I really didn’t want this stuff on our kitchen spoons, so I used straws to stir them all up. A stir stick or popsicle stick would work well too.
Repeat the process for as many colours as you’d like.
Since I wanted to make a rainbow, we made lots of colours and even made a bowl of plain white for the puffy clouds. As far as painted clouds go, you really can’t get a better cloud texture than this!
And then when it dried, the colours were way darker.
After we finished the rainbows, we painted a bunch of balloons.
I started by drawing the strings with black pen, and then generously dolloped a big circle of paint on the end of each string to make the balloons.
Bubble Blower Painting
POP! There is something just so magical about bubbles and my girls LOVE anything bubbles so when Immy came home from school recently declaring the bubble blower painting that they’d enjoyed that day was the most awesome activity ever, we just had to give it a go!
It really is so simple, we used just two ingredients – bubble mixture and food colouring – and my girls made painting after painting and stayed engaged and busy creating for a very long time.
You will need:
- Bubble mixture – we used a commercial mix from a bubble blowing set (similar to this one) but I am sure this would also work with a good quality DIY mix
- Food colouring
- Bubble wands
- Cups and/or trays to dip your wands into
- Large sheets of painting paper
To make:
- Simply tip a little bubble mixture into each tray or cup – one for each colour, and then add a little food colouring to each tray and stir gently – you don’t want to make too many bubbles in your cup because we always find our bubbles don’t work so well when the mixture is all bubbly. We used red, blue, yellow and pink.
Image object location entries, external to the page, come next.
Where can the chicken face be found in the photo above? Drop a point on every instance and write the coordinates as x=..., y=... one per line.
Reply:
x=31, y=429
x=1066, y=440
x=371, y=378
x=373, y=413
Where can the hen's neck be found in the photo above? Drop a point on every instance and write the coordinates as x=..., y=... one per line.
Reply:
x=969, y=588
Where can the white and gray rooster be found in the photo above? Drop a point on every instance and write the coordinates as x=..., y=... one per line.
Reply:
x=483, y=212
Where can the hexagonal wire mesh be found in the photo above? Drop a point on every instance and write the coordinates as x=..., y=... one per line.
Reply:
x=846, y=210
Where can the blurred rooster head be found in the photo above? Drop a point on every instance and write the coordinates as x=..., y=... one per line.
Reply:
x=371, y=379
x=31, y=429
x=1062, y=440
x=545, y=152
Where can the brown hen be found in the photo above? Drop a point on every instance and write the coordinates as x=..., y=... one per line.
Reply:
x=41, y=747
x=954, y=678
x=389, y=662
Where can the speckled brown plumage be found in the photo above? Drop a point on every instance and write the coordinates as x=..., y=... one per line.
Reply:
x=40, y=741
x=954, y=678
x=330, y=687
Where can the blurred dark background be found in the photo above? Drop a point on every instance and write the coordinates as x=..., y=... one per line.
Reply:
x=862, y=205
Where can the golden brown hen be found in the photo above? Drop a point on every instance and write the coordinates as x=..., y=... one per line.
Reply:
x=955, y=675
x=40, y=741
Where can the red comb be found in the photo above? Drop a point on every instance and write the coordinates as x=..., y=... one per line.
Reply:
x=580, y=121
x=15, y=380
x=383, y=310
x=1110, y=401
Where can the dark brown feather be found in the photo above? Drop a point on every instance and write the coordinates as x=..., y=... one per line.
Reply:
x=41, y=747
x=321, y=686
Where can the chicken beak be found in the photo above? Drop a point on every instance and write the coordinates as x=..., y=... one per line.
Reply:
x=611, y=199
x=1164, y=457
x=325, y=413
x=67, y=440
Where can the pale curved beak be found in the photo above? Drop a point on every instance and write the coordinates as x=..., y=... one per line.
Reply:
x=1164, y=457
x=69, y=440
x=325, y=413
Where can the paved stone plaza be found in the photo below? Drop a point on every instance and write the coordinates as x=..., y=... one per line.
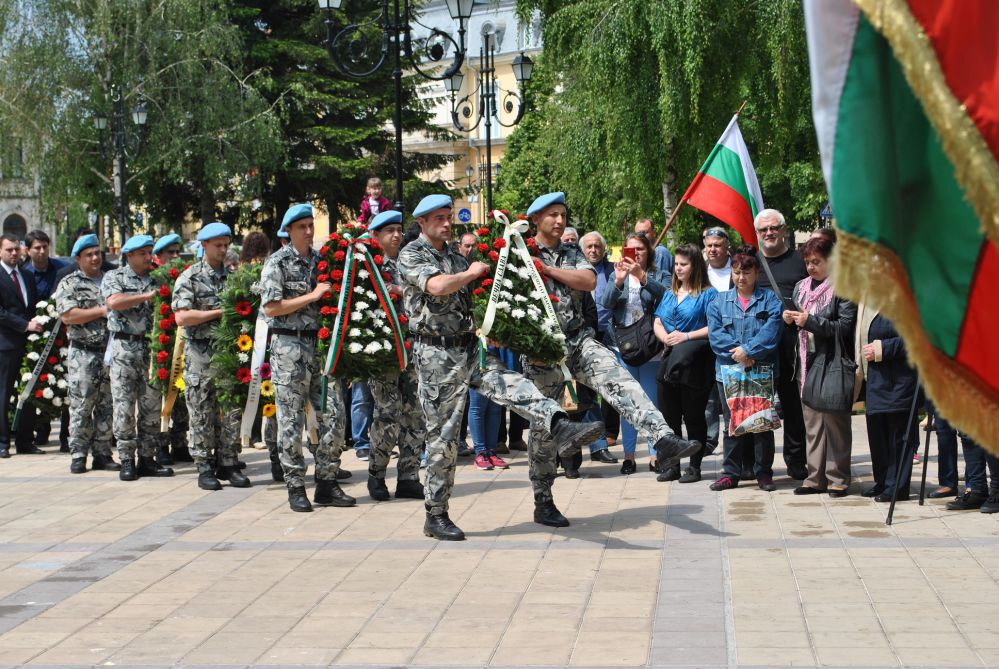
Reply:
x=158, y=573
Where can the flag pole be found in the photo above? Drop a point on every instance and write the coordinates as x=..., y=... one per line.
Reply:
x=679, y=204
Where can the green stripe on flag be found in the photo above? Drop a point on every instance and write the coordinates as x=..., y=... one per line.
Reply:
x=917, y=209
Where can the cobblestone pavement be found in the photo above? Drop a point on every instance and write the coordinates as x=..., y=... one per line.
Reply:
x=158, y=573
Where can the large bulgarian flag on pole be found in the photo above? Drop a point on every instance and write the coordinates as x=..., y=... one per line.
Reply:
x=906, y=104
x=726, y=186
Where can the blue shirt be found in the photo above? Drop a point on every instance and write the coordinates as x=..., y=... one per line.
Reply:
x=686, y=316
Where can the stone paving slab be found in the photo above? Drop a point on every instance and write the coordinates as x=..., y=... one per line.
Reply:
x=158, y=573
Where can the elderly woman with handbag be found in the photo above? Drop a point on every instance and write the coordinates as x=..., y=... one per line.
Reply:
x=826, y=372
x=632, y=297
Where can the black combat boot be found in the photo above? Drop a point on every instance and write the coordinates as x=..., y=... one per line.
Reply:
x=328, y=493
x=671, y=448
x=377, y=489
x=148, y=467
x=236, y=478
x=441, y=528
x=298, y=500
x=571, y=437
x=409, y=490
x=206, y=477
x=127, y=472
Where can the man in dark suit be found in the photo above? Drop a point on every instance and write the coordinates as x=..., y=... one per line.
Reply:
x=18, y=297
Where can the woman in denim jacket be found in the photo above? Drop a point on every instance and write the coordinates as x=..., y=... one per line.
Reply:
x=636, y=289
x=744, y=326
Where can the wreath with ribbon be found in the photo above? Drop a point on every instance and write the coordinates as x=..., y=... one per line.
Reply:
x=361, y=335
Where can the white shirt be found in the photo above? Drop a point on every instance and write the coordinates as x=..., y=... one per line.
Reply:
x=721, y=279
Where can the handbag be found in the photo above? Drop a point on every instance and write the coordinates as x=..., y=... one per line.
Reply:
x=830, y=381
x=638, y=342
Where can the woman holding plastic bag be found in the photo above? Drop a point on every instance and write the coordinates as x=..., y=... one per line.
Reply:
x=744, y=327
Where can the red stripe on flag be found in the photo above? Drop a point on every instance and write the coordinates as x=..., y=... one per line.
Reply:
x=977, y=350
x=724, y=203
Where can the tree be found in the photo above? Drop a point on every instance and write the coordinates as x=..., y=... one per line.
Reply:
x=632, y=97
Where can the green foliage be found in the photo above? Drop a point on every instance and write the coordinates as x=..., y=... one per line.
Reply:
x=630, y=97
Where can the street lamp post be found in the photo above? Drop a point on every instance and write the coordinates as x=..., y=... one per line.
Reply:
x=523, y=67
x=352, y=52
x=119, y=144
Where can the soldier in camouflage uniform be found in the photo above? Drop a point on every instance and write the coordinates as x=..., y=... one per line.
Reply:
x=567, y=275
x=397, y=420
x=196, y=303
x=165, y=251
x=290, y=296
x=128, y=292
x=446, y=358
x=81, y=306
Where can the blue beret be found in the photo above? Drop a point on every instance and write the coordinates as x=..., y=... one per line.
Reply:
x=546, y=201
x=136, y=242
x=295, y=213
x=165, y=241
x=84, y=243
x=389, y=217
x=214, y=231
x=432, y=203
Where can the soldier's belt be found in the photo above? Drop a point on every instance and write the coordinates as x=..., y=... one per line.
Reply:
x=445, y=341
x=302, y=334
x=130, y=337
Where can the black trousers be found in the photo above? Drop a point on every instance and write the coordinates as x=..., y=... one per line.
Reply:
x=682, y=405
x=886, y=434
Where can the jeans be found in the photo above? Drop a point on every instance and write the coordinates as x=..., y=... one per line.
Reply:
x=976, y=461
x=646, y=377
x=362, y=407
x=484, y=418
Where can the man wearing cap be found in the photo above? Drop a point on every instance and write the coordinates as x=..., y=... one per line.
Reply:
x=166, y=250
x=446, y=358
x=289, y=295
x=128, y=292
x=567, y=275
x=81, y=306
x=397, y=419
x=197, y=306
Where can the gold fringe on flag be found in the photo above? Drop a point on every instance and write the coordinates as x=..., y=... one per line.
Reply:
x=960, y=397
x=974, y=164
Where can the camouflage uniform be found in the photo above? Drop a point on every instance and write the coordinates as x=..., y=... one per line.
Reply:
x=198, y=288
x=445, y=371
x=89, y=383
x=130, y=389
x=295, y=368
x=397, y=419
x=590, y=363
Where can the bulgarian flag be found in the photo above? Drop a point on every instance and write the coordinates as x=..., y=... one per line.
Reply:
x=906, y=103
x=726, y=185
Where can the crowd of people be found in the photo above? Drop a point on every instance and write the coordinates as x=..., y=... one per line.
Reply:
x=651, y=340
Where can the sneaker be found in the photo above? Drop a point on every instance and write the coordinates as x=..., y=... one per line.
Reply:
x=498, y=462
x=724, y=483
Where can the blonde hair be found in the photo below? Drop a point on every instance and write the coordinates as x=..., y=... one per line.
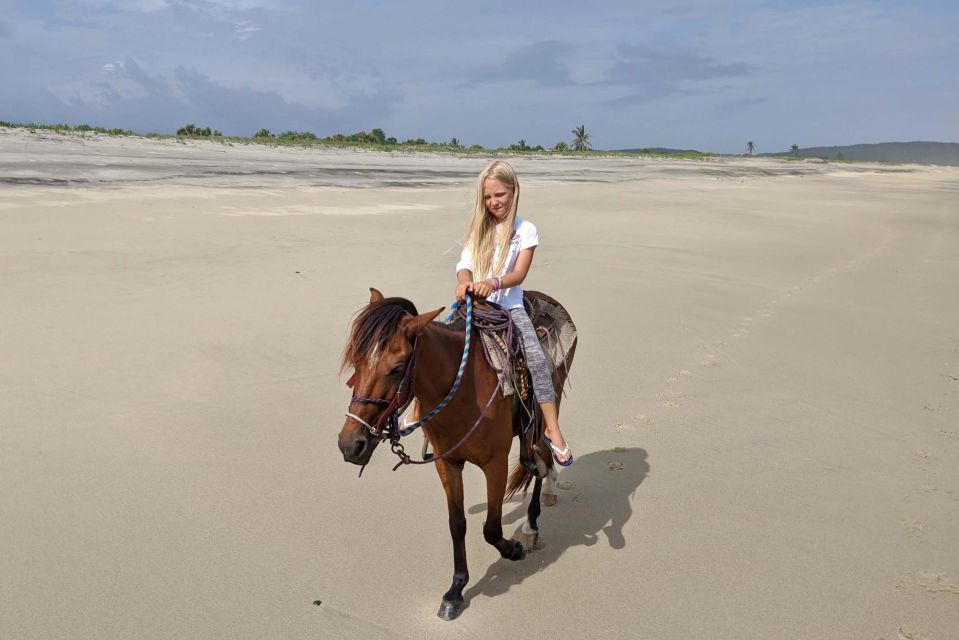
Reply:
x=481, y=236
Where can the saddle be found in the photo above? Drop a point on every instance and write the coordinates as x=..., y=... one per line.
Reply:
x=504, y=352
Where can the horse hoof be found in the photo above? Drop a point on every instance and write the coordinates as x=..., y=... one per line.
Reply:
x=519, y=551
x=450, y=610
x=529, y=540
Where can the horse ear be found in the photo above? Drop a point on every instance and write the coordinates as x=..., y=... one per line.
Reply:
x=415, y=326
Then it’s time to blow bubbles! All over your paper.
The activity is a little messy but our mixture did not stain at all, in fact it was really easy to clean up. We actually took it outdoors as I didn’t fancy bubble shaped splashes on my walls from the stray bubbles that my girls couldn’t help but blow up into the air I would suggest wearing art aprons and covering work surfaces.
The effect the bubbles make on the paper is amazing and the experience was lots and lots of fun!
Meal mat
This great art and craft activity will have the kids wanting to sit at the table all the time! Help them make their very own unique place mat and you won’t be able to get them off the table even after meals have been finished!
What you need:
- gift box or poster board
- clear contact or laminate
- crayons
- markers
- glue
- magazines or other source of pictures to choose from
Activity:
Cut the box or other piece of cardboard to the desired size for a place mat.
Encourage your child to decorate the mat however they like – draw and colour, glue on pictures from magazines or even bits from the garden.
Let them add their name and even the year for the perfect future memento.
Cover the place mat with contact paper or have it laminated.
Follow this with a quick lesson on setting the table and your day is done!
Watermelon Paper Plate
Materials
- One paper plate
- Acrylic paints (red, white, green, and black)
- Paintbrushes (one thick, one thin for the seeds)
- Newspaper
- Stapler
- Scissors (optional)
Instructions:
- Fold the paper plate in half.
- Paint each side like a watermelon. Use our picture for reference. Let dry.
- Hold the folded paper plate on one side, stuff with newspaper, and staple shut.
Note: You can also cut the paper plate and half and after painting it, staple it all around, which is what we did. That way both sides dry at the same time.
That’s it! Piece of cake…or should I say watermelon?